Siyaset, sadece meydanlarda atılan sloganlardan ibaret değildir. Parti içi süreçlerin hukuka, tüzüğe ve demokrasiye uygun yürütülmesi, siyasal hayatın güvenilirliğinin temel şartıdır. Son günlerde CHP’de gündeme gelen “mutlak butlan” tartışması, işte bu açıdan hayati bir önem taşımaktadır.
Mutlak butlan; Türk hukukunda, baştan itibaren geçersiz olan ve hiçbir şekilde geçerlilik kazanamayacak işlemleri ifade eder. Bir başka deyişle, sakat doğmuş bir kararın sonradan meşrulaştırılması mümkün değildir. Parti içi süreçlerde mutlak butlanın gündeme gelmesi ise, alınan kararların tüzüğe, hukuka ve demokratik teamüllere aykırılığını işaret eder.
Cumhuriyet Halk Partisi, sadece bir siyasi parti değil; Cumhuriyet’in kurucu değerlerinin, hukukun üstünlüğünün ve demokrasinin simgesidir. Dolayısıyla CHP içinde atılan her adımın, alınan her kararın, en küçük ayrıntısına kadar hukuki temele dayanması beklenir. Aksi takdirde, parti içi demokrasiyi güçlendirmek yerine zayıflatan, güven duygusunu pekiştirmek yerine sarsan sonuçlar doğar.
Bugün CHP’nin önünde iki önemli yol vardır:
Hukuku yok sayan keyfî uygulamaları sürdürmek,
Tüzüğe, iç hukuka ve demokratik ilkelere bağlı kalmak.
İlki kısa vadede belli çevrelere avantaj sağlıyor gibi görünse de uzun vadede partinin tarihsel misyonuna zarar verir. İkincisi ise belki zorlu, sancılı bir süreçtir; ama CHP’nin hem kendi üyeleri hem de halk nezdindeki güvenilirliğini artıracak tek yoldur.
Unutulmamalıdır ki, demokrasi önce içeride kazanılır.

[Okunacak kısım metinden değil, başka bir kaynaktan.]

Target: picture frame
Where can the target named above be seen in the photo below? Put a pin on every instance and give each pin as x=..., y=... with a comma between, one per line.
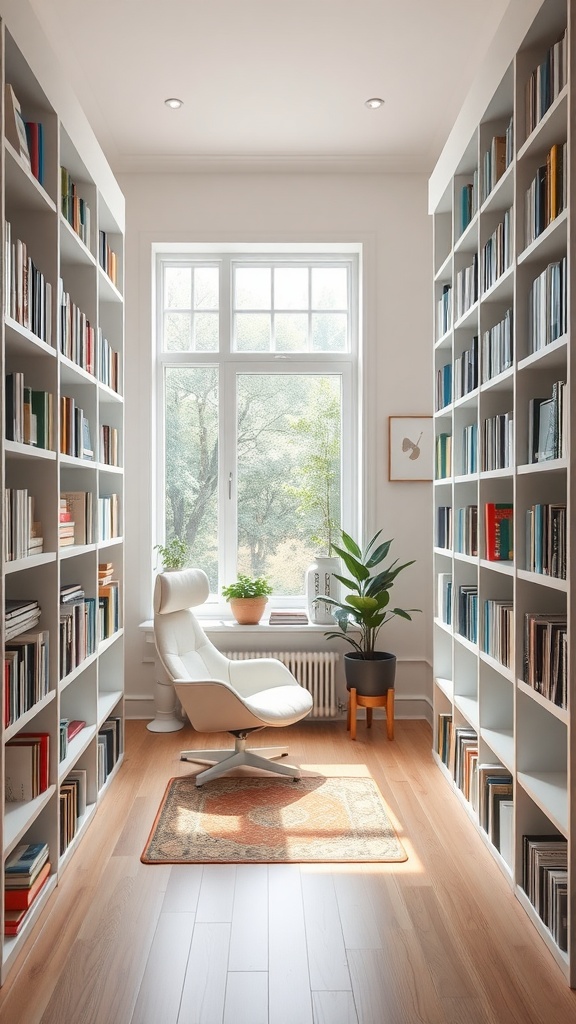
x=410, y=449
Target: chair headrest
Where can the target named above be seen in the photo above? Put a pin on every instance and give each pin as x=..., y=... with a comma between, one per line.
x=176, y=591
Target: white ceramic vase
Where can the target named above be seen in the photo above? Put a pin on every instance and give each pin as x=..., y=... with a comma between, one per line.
x=322, y=583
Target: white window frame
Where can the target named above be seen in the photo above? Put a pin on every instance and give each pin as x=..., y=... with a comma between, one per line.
x=231, y=363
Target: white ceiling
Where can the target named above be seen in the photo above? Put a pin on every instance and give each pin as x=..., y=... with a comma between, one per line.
x=271, y=84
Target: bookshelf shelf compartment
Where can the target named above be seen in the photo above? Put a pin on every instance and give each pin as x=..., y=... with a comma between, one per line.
x=523, y=230
x=53, y=212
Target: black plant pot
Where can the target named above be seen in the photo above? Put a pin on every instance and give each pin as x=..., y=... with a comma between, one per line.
x=370, y=677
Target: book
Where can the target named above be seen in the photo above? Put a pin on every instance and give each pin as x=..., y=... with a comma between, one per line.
x=22, y=899
x=499, y=530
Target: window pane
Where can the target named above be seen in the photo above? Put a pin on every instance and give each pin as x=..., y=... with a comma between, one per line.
x=329, y=332
x=289, y=429
x=177, y=288
x=206, y=332
x=192, y=464
x=206, y=288
x=177, y=332
x=252, y=288
x=291, y=332
x=253, y=332
x=291, y=288
x=329, y=288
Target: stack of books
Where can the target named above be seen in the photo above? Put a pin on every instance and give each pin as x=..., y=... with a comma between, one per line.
x=26, y=872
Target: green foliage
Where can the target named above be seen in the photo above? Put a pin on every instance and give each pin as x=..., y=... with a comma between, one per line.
x=366, y=606
x=247, y=587
x=174, y=554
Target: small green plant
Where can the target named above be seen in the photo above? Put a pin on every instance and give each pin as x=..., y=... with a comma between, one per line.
x=174, y=555
x=246, y=587
x=366, y=607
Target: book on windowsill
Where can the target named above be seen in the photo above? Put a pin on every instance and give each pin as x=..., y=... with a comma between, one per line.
x=288, y=619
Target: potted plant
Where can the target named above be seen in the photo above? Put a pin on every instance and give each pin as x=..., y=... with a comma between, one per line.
x=174, y=554
x=365, y=610
x=247, y=598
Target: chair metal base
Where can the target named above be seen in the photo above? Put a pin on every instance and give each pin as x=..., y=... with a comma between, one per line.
x=222, y=761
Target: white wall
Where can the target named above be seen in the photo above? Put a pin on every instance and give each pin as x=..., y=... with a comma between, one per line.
x=387, y=214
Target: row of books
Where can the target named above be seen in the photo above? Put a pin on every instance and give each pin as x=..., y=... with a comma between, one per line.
x=74, y=207
x=29, y=417
x=544, y=864
x=23, y=534
x=545, y=83
x=467, y=611
x=27, y=766
x=444, y=310
x=497, y=448
x=28, y=294
x=497, y=347
x=110, y=747
x=68, y=731
x=497, y=252
x=27, y=870
x=546, y=196
x=547, y=306
x=107, y=257
x=75, y=430
x=444, y=526
x=465, y=371
x=546, y=540
x=443, y=456
x=77, y=628
x=21, y=614
x=465, y=530
x=466, y=288
x=444, y=386
x=26, y=673
x=545, y=655
x=547, y=425
x=498, y=631
x=496, y=159
x=469, y=450
x=468, y=202
x=77, y=335
x=109, y=516
x=76, y=512
x=110, y=453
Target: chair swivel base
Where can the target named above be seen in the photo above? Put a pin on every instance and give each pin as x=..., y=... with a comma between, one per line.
x=224, y=760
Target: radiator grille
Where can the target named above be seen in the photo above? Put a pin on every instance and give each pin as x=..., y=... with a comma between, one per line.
x=315, y=670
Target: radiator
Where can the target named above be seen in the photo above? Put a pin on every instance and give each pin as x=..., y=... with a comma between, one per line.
x=316, y=671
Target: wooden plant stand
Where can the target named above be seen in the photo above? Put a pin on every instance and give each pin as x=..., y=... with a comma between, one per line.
x=356, y=700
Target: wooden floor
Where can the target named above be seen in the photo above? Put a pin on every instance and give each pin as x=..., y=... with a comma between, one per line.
x=438, y=939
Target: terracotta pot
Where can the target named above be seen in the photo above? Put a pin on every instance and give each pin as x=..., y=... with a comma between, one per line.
x=370, y=677
x=248, y=610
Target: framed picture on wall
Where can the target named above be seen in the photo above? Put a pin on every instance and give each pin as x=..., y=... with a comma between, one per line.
x=410, y=448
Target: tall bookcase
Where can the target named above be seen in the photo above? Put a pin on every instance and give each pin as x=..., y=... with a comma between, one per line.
x=502, y=202
x=62, y=335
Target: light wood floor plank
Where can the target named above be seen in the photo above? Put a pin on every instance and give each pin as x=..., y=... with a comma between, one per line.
x=246, y=998
x=249, y=941
x=290, y=997
x=334, y=1008
x=327, y=956
x=204, y=991
x=415, y=934
x=159, y=997
x=215, y=901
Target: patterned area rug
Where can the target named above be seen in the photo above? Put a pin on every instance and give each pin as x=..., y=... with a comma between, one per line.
x=268, y=820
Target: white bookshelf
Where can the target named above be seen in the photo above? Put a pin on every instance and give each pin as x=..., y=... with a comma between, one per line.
x=92, y=690
x=518, y=727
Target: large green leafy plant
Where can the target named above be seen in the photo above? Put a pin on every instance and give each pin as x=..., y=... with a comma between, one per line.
x=366, y=607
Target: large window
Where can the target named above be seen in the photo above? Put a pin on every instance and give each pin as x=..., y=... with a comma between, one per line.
x=256, y=377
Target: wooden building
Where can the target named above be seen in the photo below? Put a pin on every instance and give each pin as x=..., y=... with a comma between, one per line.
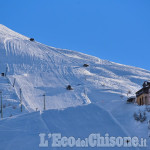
x=143, y=95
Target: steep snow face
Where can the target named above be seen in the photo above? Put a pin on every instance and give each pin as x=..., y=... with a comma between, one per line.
x=40, y=69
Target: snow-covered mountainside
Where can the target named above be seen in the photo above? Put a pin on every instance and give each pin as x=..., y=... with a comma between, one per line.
x=99, y=93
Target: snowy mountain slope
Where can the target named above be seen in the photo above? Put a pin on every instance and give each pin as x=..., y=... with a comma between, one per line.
x=40, y=69
x=69, y=122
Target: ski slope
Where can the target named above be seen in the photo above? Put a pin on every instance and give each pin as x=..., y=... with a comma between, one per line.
x=98, y=96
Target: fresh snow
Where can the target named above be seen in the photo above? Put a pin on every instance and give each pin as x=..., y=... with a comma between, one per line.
x=97, y=103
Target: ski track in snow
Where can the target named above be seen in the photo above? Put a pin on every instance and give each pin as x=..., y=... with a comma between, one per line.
x=40, y=69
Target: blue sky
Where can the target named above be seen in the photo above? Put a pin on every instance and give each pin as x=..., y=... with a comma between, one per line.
x=116, y=30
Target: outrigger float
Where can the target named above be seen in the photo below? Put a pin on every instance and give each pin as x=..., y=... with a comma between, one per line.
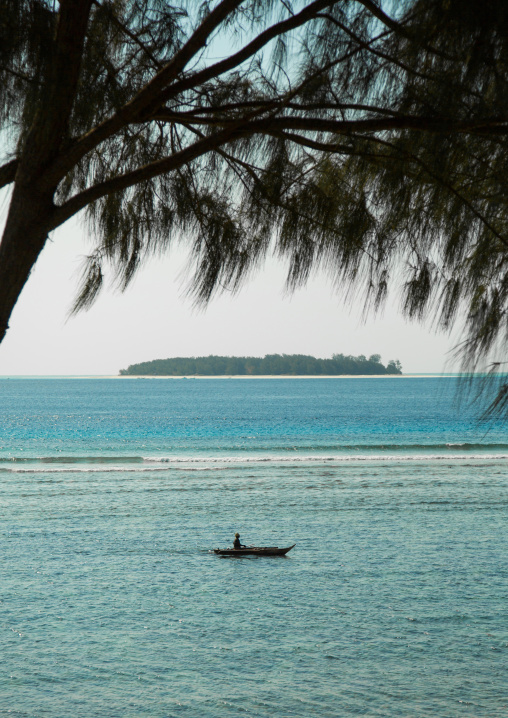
x=254, y=551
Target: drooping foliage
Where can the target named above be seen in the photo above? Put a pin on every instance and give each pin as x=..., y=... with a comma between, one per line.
x=365, y=137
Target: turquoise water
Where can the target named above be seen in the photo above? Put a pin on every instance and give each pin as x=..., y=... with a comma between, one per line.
x=113, y=492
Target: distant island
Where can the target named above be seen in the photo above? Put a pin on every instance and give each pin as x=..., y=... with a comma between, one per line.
x=270, y=365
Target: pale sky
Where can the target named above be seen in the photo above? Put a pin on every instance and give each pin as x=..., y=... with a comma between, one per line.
x=154, y=319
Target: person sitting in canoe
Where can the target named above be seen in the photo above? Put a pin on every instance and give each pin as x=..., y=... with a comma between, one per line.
x=236, y=542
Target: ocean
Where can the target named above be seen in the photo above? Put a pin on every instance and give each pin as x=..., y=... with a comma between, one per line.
x=113, y=493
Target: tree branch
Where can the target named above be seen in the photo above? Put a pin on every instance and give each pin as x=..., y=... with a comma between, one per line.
x=280, y=28
x=146, y=95
x=154, y=169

Kendi içinde adalet ve şeffaflığı tesis etmeyen hiçbir siyasi yapı, toplumda karşılık bulamaz. CHP, tarihi boyunca defalarca zor dönemlerden geçmiştir ama her defasında kurucu değerlerine sarılarak yeniden ayağa kalkmıştır.
Bugün “mutlak butlan” tartışması, yalnızca bir iç hukuk meselesi değil; CHP’nin demokrasiye, hukuka ve kendi üyelerine karşı samimiyet testidir.
Ve belki de bu tartışmanın sonunda sorulması gereken tek bir soru kalıyor:
“Kurucu iradenin partisi, kendi iradesini hukukun terazisine koymaya hazır mı?”